Большой знаток жизни сосед Дмитрий Сергеевич как-то сообщил Олегу, будто «нераспечатанные» подружки, которым девственность служит чем-то вроде пояса верности, обычно дожидаются парней из армии, а, соответственно, «распечатанные» пускаются во все тяжкие: «У меня вот одна официантка, целехонькая, парня три года с флота ждала. Никого к себе не подпускала».
Когда Олег через два дня вернулся домой, испуганные родители мудро и дальновидно сняли свои требования и настояли лишь на том, что все разговоры о женитьбе откладываются до возвращения из армии. Сейчас смешно даже вспоминать, но в ту пору он совершенно серьезно воображал, как придет из армии, возможно, даже с орденом, как они поженятся, вместе поступят в институт и он приучит свою молодую жену читать книжки.
Отец устроил Олега к себе в типографию курьером. Зарплата была маленькая, а носишься на своих двоих по всей Москве с утра до вечера. Зато пошел трудовой стаж, да и на любовное томление, как рассудили мудрые родители, сил поменьше остается. В апреле Олег с разрешения матери пригласил Оксану на свой день рождения, фактически совпавший с проводами в армию. Народу собралось много: несколько школьных друзей, взиравших на Оксану с определенным недоумением, соседи по коммуналке. Приехала из Егорьевска бабушка Евдокия Сидоровна, отцова мать. Людмила Константиновна была внешне дружелюбна, даже беседовала с Оксаной о состоянии текстильной промышленности, но лицо ее при этом выражало следующее: «Если случится невозможное и эта лимитчица станет моей невесткой, я приму цианистый калий — и никакой помощи от меня не ждите!» А бабушке Дуне, напротив, Оксана понравилась, и она радостно делилась с соседями:
— Справная деваха. Телистая. Повезло Олежке!

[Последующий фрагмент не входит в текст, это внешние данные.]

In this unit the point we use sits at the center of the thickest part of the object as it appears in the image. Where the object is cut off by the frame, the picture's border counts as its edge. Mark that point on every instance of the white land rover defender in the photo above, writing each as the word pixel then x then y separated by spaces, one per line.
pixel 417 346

Дмитрий Сергеевич опоздал, но принес из вагона-ресторана кастрюлю затвердевших эскалопов и разглядывал Оксану с настойчивым интересом. А выпив, даже стал зазывать ее к себе на работу, живописуя железнодорожную романтику и красоты транссибирской магистрали. Отец был в веселом расположении духа, соорудил из старой наволочки макет армейской портянки и учил сына наворачивать ее на ногу. Они окончательно помирились, и Труд Валентинович под большим секретом, выведя сына на лестничную клетку, рассказал, что в 52-м, до женитьбы, у него тоже была ткачиха, раскосая татарочка Флюра:
— Девка непродолбенная!
Потом Олег поехал провожать свою основательно захмелевшую возлюбленную. Они всю дорогу буйно целовались под неодобрительными взглядами прохожих, а когда добрались до общежития, Оксана сунула дежурной трешку и буквально силой затащила Олега к себе. Сонную Нюрку, в ужасе закрывавшую руками зеленые бигуди, она буквально вытолкнула из комнаты. Едва закрыв дверь, Оксана прямо-таки набросилась на смятенного призывника.
— Зачем?! — отбивался он.
— Чтоб ты меня не забыл, дурында ты правильная! — она стала торопливо расстегивать башмаковские брюки, горячо дыша ему в лицо выпивкой и закуской.
И он решился… Но, увы, его неопытное вожделение тут же бурно скончалось в требовательных Оксаниных пальцах.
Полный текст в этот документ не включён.